Does this calculator include tax for New Zealand or Australia?
No. This calculator is deliberately pre-tax. New Zealand tax outcomes can change depending on ring-fencing and whether the bright-line test applies. Australia tax outcomes can change depending on negative gearing, depreciation, capital works deductions, and the federal capital gains tax discount. Australian transfer duty and land tax also depend on the state or territory, not a single national rule.
What is the difference between rental yield and ROI?

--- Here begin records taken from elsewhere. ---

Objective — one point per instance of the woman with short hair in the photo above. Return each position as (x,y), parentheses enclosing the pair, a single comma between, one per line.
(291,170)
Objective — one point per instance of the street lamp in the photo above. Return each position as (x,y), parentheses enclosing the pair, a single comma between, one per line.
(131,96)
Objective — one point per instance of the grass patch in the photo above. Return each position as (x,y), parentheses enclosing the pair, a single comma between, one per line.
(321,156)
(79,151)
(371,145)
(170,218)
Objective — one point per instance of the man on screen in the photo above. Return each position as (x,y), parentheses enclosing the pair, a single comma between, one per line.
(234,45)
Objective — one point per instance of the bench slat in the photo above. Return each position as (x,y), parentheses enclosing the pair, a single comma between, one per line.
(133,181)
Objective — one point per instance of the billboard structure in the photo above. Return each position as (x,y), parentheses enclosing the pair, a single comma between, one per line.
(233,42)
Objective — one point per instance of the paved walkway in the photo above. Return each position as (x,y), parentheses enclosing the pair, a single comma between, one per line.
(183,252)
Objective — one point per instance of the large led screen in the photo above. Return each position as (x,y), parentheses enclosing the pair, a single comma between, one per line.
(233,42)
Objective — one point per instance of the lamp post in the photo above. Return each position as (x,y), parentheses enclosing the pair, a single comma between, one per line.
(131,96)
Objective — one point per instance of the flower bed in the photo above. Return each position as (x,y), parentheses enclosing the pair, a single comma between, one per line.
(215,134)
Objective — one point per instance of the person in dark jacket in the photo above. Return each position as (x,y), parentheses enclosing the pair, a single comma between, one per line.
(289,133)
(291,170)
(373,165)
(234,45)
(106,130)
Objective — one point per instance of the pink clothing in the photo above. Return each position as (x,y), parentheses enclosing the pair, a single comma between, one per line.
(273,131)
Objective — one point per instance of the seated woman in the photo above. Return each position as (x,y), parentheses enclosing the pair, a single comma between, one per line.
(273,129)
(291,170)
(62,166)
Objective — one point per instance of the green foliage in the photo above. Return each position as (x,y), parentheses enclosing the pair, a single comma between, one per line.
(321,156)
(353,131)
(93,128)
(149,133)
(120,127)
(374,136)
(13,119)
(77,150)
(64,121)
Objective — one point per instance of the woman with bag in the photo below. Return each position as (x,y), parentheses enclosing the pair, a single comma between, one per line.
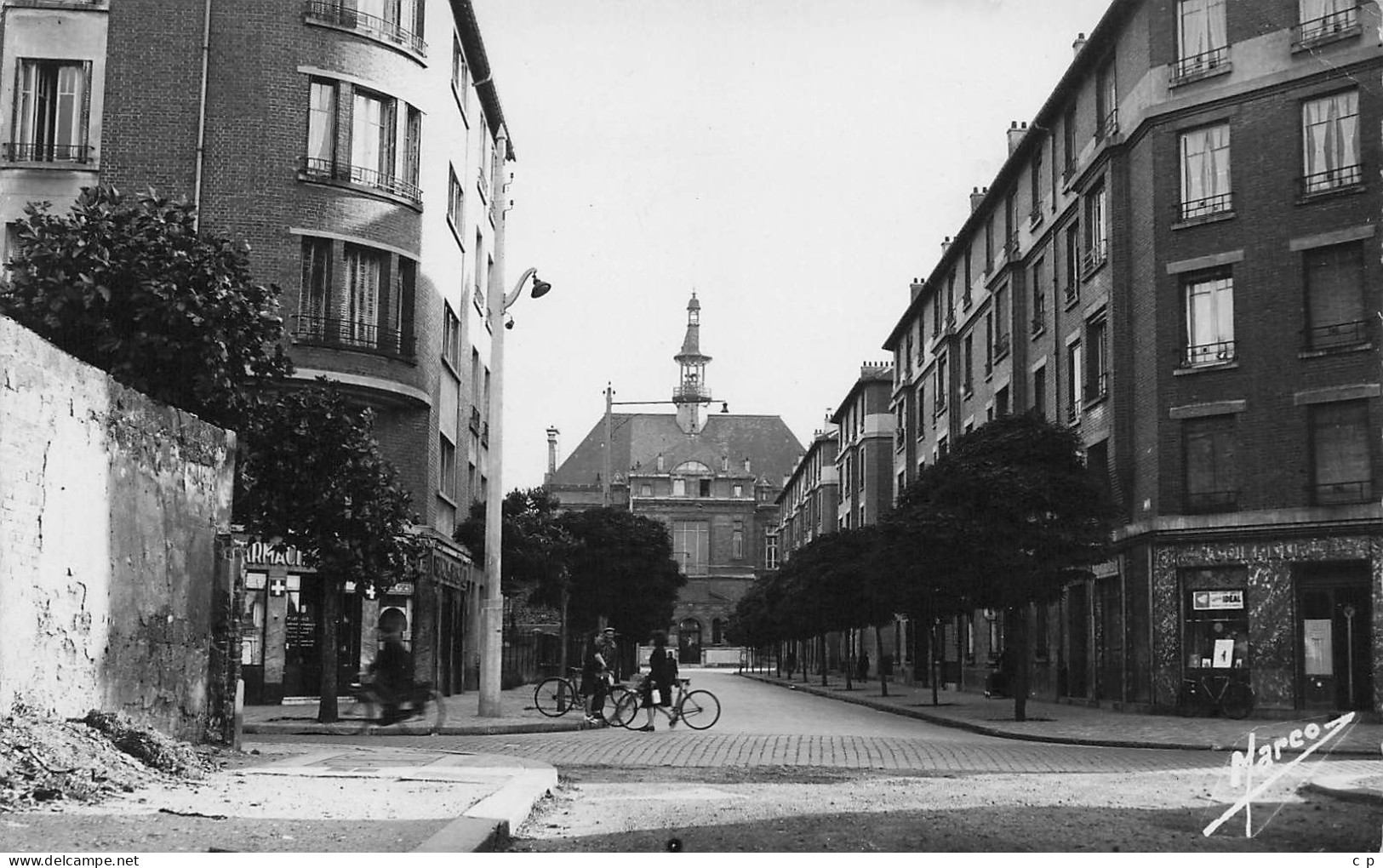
(663,677)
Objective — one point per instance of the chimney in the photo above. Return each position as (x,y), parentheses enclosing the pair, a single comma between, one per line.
(1015,134)
(552,452)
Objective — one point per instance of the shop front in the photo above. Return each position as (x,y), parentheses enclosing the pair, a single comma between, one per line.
(1294,618)
(281,626)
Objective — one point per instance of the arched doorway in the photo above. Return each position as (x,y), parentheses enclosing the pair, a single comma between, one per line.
(689,642)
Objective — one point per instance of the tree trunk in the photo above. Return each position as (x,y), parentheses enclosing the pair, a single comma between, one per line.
(562,632)
(327,661)
(1018,661)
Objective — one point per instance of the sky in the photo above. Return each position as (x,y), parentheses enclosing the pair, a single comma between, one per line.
(794,162)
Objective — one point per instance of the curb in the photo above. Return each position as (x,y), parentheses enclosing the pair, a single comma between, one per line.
(997,733)
(486,825)
(310,728)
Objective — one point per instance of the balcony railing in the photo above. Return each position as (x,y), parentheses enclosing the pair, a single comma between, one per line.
(345,15)
(1329,494)
(1209,354)
(1110,126)
(1095,256)
(1332,179)
(1000,345)
(1334,26)
(1097,387)
(1201,502)
(324,168)
(1201,64)
(1338,336)
(353,334)
(46,152)
(1206,206)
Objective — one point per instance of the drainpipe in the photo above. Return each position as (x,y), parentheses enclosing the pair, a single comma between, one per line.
(201,117)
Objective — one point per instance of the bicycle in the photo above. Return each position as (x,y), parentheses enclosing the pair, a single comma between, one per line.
(557,695)
(1198,699)
(699,708)
(422,713)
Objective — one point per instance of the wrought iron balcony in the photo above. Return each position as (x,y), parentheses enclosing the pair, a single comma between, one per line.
(353,334)
(1209,354)
(1332,179)
(1208,206)
(46,152)
(1334,26)
(346,15)
(324,168)
(1199,66)
(1338,336)
(1202,502)
(1097,387)
(1331,494)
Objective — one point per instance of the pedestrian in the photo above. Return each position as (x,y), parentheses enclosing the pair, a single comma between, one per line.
(393,672)
(592,680)
(661,680)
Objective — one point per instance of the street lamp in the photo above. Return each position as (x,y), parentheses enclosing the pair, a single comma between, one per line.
(491,607)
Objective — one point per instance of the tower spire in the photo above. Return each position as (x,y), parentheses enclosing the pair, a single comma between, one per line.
(692,390)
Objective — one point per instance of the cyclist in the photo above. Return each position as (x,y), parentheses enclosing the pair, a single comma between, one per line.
(393,671)
(661,682)
(593,680)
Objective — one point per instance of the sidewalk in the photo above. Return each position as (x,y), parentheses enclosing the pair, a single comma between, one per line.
(1079,724)
(462,717)
(306,797)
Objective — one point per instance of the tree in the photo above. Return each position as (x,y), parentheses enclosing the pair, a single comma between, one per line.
(1007,520)
(137,290)
(311,476)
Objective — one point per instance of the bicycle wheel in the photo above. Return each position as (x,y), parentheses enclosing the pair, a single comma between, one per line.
(1237,701)
(555,697)
(626,710)
(700,710)
(356,715)
(1192,701)
(613,697)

Rental yield measures rent relative to the property value, usually before financing. ROI is broader: it includes operating cash flow, debt paydown, price growth, and what happens when you eventually sell. Yield is a quick screening metric. ROI is the bigger picture.
Can I use this for both New Zealand and Australian property?
Yes, as a baseline property model. The regional toggle changes currency and the tax reminder, but you still need to enter the correct buying and annual costs for the jurisdiction you are modelling. In Australia that means using the correct state or territory transfer duty and land tax assumptions. In New Zealand it means using the correct local council rates, insurance, and any bright-line or financing assumptions that apply to your property.